Lembaran buletin yang simpel memungkinkan dibaca siswa saat senggang. Siswa lebih mudah memasukkan buletin ke dalam tas yang sewaktu-waktu dapat dijumpai dan terselip dalam buku pelajaran. Dibanding dengan mengunduh bacaan sastra di internet yang masih berhadapan dengan suguhan program lain dari provider kerap menyebabkan tujuan awal terbengkelai.
Sistem pergerakan sastra berbasis ekonomi mikro telah dilakoni beberapa komunitas sastra yang kini mulai gemilang menuai hasilnya. Di Solo, ada Buletin Sastra Pawon yang dikelolah esais Bandung Mawardi dkk. Puncak gemilang Sastra Pawon berupa pelayanan undangan diklat jurnalis yang merupakan hasil tersendiri dari pelebaran sekedar media buletin.
Di Ponorogo, gerakan serupa dikembangkan oleh Nidhom dan Tokid dengan buletin Gerbang Tinatar. Menurut ke dua sastrawan Ponorogo tersebut, seorang penulis tidak harus jagakno tulisannya dimuat koran besar. Asalkan punya kemauan untuk bergerak, hal yang kecil pun akan menghasilkan.

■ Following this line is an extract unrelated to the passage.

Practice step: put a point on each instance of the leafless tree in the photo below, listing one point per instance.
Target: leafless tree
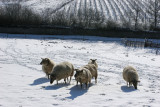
(154, 11)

Di Trenggalek, media berbasis sponsorsif sudah berupa tabloid Prigibeach yang beredar mingguan secara gratis. Tabloid yang dikelola Hamzah dan Maksum sempat diisi tulisan karya sastrawan Trenggalek; Nurani Soyomukti, Toni Saputra, Bonari, Misbahus Surur dll.
Alkhasil, metode sastra buletin yang berbasis pada perekonomian mikro pada paparan di atas, semoga membredel ketersumbatan kreatifitas, khususnya bagi pemula di berbagai daerah di Indonesia.
*) Putri Utami, sedang mendalami Bahasa dan Sastra Indonesia di kampus STKIP PGRI Jombang, angkatan 2008. Beralamat rumah di: JL. Agus Salim, desa Losari, kecamatan Ploso-Jombang (PO. Primus).